Recently, several competing smart home programming frameworks that support third party app development have emerged. These frameworks provide tangible benefits to users, but can also expose users to significant security risks. This paper presents the first in-depth empirical security analysis of one such emerging smart home programming platform. We analyzed Samsung-owned SmartThings, which has the largest number of apps among currently available smart home platforms, and supports a broad range of devices including motion sensors, fire alarms, and door locks. SmartThings hosts the application runtime on a proprietary, closed-source cloud backend, making scrutiny challenging. We overcame the challenge with a static source code analysis of 499 SmartThings apps (called SmartApps) and 132 device handlers, and carefully crafted test cases that revealed many undocumented features of the platform. Our key findings are twofold.
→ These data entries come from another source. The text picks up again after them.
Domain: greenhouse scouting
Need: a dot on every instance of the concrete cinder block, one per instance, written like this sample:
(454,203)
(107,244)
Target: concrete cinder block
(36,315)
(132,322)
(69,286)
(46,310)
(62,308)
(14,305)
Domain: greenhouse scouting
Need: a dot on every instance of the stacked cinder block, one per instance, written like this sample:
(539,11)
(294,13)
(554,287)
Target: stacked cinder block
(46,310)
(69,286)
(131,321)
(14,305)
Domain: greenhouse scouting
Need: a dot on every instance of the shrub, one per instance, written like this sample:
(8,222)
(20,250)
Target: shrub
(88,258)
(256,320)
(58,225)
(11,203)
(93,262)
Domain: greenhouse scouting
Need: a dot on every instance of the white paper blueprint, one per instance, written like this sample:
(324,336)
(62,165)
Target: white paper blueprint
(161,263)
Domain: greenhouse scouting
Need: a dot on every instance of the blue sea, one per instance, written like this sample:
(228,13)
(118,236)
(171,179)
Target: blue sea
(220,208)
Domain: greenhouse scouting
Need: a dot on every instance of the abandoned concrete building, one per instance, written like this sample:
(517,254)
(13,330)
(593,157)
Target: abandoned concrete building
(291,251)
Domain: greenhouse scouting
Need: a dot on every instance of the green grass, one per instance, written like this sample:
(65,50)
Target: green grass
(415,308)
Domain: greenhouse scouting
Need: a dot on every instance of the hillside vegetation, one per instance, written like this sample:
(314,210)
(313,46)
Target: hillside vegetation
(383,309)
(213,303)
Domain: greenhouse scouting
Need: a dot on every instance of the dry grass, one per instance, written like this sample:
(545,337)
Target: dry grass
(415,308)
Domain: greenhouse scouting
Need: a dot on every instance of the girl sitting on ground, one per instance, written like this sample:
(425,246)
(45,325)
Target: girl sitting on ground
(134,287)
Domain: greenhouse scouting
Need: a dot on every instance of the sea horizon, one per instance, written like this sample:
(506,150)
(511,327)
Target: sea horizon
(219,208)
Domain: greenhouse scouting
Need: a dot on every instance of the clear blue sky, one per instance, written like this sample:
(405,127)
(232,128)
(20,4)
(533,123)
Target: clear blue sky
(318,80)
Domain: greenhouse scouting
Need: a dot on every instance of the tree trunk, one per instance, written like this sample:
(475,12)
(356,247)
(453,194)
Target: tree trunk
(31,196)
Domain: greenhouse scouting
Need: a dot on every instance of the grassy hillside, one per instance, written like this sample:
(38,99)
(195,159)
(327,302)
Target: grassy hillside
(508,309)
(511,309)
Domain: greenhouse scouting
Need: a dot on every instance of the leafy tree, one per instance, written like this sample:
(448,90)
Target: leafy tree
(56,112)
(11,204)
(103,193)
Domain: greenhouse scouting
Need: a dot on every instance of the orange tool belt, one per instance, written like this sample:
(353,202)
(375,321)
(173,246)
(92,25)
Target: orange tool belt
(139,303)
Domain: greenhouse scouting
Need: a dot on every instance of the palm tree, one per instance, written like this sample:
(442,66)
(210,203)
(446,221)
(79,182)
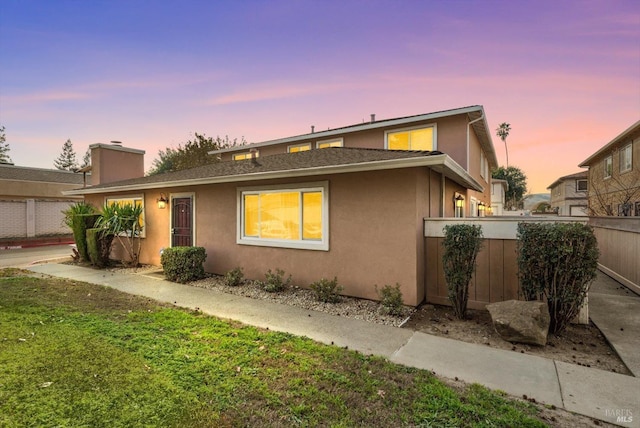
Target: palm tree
(503,132)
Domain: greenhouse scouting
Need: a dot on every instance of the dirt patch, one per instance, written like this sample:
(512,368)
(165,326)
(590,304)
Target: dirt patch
(578,344)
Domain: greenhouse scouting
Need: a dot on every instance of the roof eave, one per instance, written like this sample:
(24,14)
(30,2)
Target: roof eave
(450,168)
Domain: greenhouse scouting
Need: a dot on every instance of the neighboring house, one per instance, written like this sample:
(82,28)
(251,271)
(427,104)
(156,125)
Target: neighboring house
(569,195)
(614,176)
(498,196)
(32,201)
(347,202)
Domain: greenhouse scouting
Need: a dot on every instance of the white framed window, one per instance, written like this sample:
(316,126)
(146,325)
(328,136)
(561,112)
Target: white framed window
(417,138)
(246,155)
(289,216)
(299,148)
(135,200)
(626,158)
(608,166)
(339,142)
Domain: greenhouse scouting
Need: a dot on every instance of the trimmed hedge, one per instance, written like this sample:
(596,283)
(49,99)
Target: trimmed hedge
(183,264)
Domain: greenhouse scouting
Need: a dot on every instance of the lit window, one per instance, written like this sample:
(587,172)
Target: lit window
(299,148)
(329,143)
(412,139)
(284,217)
(246,155)
(626,158)
(132,200)
(608,166)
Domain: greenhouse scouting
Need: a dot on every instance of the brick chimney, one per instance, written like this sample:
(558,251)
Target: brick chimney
(112,162)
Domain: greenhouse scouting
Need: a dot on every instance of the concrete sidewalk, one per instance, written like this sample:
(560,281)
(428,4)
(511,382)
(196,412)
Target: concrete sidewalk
(590,392)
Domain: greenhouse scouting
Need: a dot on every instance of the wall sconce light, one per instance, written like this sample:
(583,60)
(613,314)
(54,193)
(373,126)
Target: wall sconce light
(162,202)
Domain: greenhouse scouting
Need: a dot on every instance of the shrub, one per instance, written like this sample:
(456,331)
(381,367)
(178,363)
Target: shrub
(99,246)
(327,291)
(462,243)
(275,282)
(234,277)
(183,264)
(79,217)
(391,299)
(557,262)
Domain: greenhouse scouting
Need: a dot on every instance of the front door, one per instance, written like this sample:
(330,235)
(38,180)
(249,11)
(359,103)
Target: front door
(181,222)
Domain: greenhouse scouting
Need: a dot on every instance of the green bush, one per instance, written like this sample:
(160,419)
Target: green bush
(557,262)
(462,243)
(275,282)
(391,299)
(79,217)
(327,291)
(183,264)
(99,246)
(234,277)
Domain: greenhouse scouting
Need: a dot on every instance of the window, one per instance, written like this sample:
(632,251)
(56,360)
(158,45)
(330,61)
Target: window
(411,139)
(329,143)
(246,155)
(299,148)
(133,200)
(608,166)
(625,158)
(289,217)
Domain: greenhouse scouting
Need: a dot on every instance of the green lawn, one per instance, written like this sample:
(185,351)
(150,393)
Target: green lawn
(81,355)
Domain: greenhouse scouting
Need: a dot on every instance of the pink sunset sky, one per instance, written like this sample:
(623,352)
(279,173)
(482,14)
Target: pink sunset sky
(564,74)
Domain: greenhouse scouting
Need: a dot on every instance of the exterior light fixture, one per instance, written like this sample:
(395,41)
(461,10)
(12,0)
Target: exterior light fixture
(162,202)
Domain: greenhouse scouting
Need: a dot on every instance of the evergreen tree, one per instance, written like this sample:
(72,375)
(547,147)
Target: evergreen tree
(4,148)
(67,159)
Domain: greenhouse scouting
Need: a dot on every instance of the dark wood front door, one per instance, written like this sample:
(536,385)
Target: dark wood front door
(181,222)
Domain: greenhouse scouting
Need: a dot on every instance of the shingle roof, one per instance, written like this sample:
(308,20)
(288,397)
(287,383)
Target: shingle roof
(330,160)
(22,173)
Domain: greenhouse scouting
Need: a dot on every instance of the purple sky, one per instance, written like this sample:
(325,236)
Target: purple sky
(564,74)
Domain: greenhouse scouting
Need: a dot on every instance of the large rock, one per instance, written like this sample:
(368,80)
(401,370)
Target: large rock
(519,321)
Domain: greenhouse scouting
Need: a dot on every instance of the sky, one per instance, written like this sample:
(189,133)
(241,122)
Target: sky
(564,74)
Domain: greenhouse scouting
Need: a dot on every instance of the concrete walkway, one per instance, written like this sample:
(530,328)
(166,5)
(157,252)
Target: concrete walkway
(586,391)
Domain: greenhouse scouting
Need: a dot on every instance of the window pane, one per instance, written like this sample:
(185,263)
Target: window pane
(398,141)
(280,215)
(251,215)
(312,215)
(422,139)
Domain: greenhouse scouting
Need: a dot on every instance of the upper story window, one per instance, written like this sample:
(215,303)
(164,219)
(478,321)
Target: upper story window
(626,158)
(581,185)
(329,143)
(284,216)
(608,166)
(299,148)
(411,139)
(245,155)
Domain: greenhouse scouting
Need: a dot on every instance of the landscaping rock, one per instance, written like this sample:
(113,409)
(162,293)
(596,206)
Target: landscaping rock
(520,321)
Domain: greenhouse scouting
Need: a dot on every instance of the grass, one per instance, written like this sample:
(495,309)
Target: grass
(81,355)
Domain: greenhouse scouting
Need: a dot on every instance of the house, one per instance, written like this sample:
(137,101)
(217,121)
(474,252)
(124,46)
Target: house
(347,202)
(614,176)
(498,196)
(32,201)
(569,195)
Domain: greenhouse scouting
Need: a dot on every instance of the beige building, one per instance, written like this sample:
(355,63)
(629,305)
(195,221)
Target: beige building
(32,201)
(614,176)
(569,195)
(347,202)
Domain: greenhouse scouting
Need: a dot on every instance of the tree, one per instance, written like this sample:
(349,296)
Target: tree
(4,148)
(503,132)
(67,159)
(517,185)
(191,154)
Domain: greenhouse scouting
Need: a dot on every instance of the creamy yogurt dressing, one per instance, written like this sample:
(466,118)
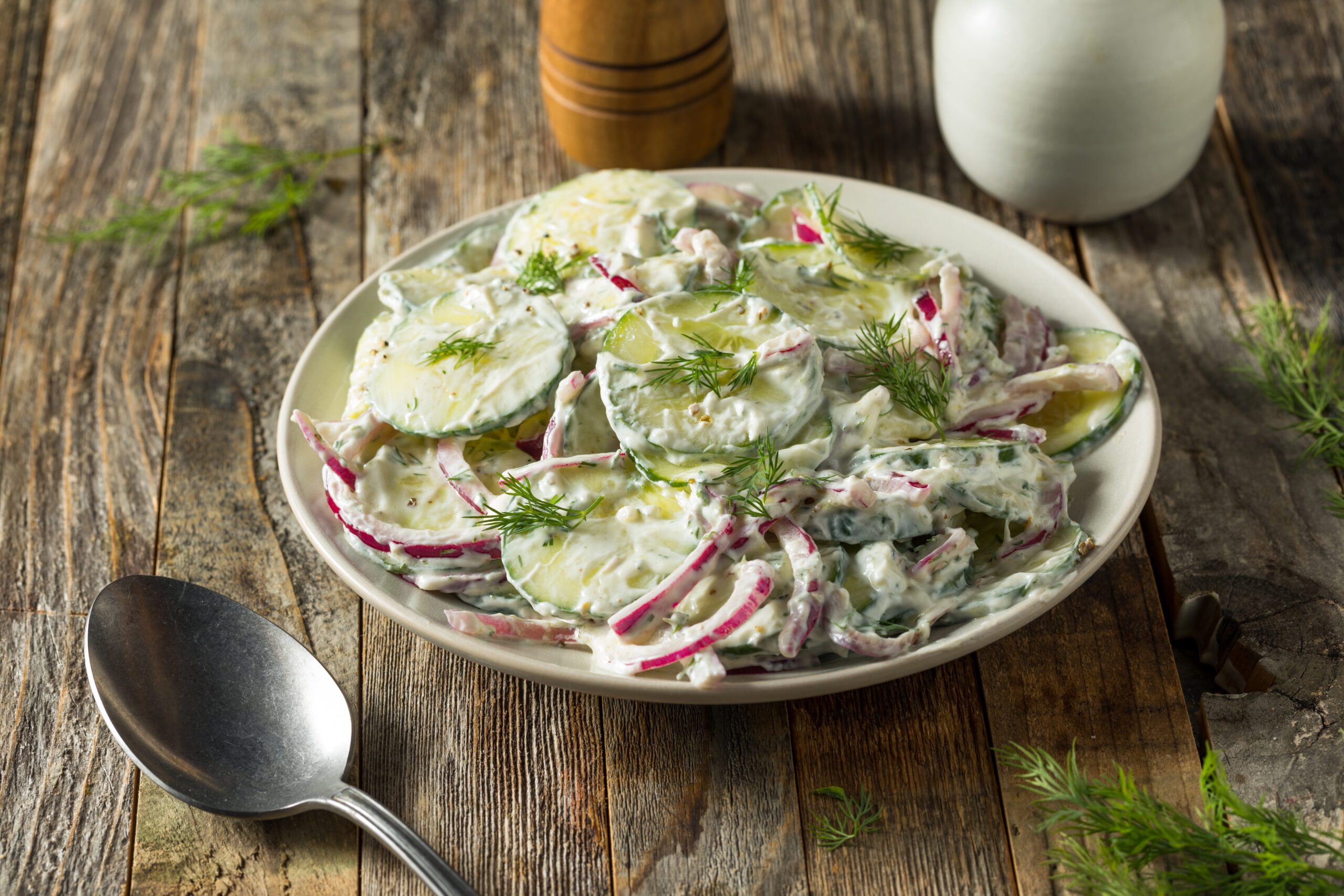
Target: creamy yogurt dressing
(656,558)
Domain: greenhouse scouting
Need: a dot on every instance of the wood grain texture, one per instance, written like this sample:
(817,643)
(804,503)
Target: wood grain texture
(457,89)
(702,800)
(928,765)
(836,102)
(1238,518)
(87,354)
(1284,94)
(246,309)
(23,37)
(66,790)
(502,775)
(215,532)
(1097,673)
(82,399)
(869,75)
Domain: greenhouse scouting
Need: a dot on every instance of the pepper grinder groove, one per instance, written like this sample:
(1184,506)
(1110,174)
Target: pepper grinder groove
(636,83)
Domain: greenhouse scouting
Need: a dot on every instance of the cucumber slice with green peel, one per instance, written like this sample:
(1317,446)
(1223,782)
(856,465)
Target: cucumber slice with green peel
(604,212)
(689,418)
(586,429)
(685,421)
(925,488)
(662,327)
(1004,480)
(631,542)
(810,448)
(475,361)
(404,291)
(774,219)
(1078,422)
(819,288)
(869,250)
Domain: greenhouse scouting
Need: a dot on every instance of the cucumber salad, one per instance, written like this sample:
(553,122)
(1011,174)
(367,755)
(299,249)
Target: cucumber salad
(680,426)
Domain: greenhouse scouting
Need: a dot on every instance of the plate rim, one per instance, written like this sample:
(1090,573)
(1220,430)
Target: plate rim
(737,690)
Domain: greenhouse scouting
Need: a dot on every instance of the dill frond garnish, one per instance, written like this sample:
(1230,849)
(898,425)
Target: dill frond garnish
(855,817)
(467,350)
(1301,373)
(529,512)
(877,248)
(913,378)
(542,275)
(1110,836)
(261,184)
(741,282)
(753,476)
(705,368)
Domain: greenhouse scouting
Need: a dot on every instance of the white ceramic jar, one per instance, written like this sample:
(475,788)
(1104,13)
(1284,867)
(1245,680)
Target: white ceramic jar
(1077,111)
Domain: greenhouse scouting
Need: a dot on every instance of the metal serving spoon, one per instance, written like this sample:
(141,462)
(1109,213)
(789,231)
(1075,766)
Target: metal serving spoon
(229,714)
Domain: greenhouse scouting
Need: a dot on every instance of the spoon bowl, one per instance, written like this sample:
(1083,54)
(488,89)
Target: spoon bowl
(229,714)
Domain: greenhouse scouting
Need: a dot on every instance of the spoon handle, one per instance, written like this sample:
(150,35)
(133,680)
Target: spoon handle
(402,841)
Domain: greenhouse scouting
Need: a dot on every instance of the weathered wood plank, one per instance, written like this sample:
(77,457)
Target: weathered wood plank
(82,400)
(1105,676)
(1097,673)
(874,78)
(23,37)
(85,370)
(245,312)
(702,800)
(217,532)
(502,775)
(66,792)
(1238,518)
(928,765)
(1284,93)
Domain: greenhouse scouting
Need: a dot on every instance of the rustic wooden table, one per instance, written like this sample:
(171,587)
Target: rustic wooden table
(138,407)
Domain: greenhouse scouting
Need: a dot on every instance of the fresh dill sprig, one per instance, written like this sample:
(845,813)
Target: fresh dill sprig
(467,350)
(855,817)
(1110,836)
(542,275)
(1301,373)
(753,476)
(705,368)
(741,282)
(260,183)
(916,379)
(878,248)
(529,512)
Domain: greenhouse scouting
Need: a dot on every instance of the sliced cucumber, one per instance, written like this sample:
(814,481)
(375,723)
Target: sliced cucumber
(586,430)
(1004,480)
(404,291)
(604,212)
(687,419)
(404,487)
(659,327)
(1078,422)
(371,342)
(527,351)
(875,421)
(808,449)
(774,219)
(869,250)
(632,541)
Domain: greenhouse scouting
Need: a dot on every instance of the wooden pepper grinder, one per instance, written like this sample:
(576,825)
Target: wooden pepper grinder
(636,83)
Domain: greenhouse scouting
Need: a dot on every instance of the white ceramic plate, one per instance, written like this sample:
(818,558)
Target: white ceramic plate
(1107,498)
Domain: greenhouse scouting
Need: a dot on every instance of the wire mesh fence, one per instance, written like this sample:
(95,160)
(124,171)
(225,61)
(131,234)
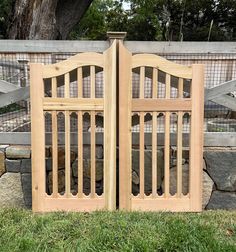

First, although SmartThings implements a privilege separation model, we discovered two intrinsic design flaws that lead to significant overprivilege in SmartApps. Our analysis reveals that over 55% of SmartApps in the store are overprivileged due to the capabilities being too coarse-grained. Moreover, once installed, a SmartApp is granted full access to a device even if it specifies needing only limited access to the device. Second, the SmartThings event subsystem, which devices use to communicate asynchronously with SmartApps via events, does not sufficiently protect events that carry sensitive information such as lock codes. We exploited framework design flaws to construct four proof-of-concept attacks that: (1) secretly planted door lock codes; (2) stole existing door lock codes; (3) disabled vacation mode of the home; and (4) induced a fake fire alarm. We conclude the paper with security lessons for the design of emerging smart home programming frameworks.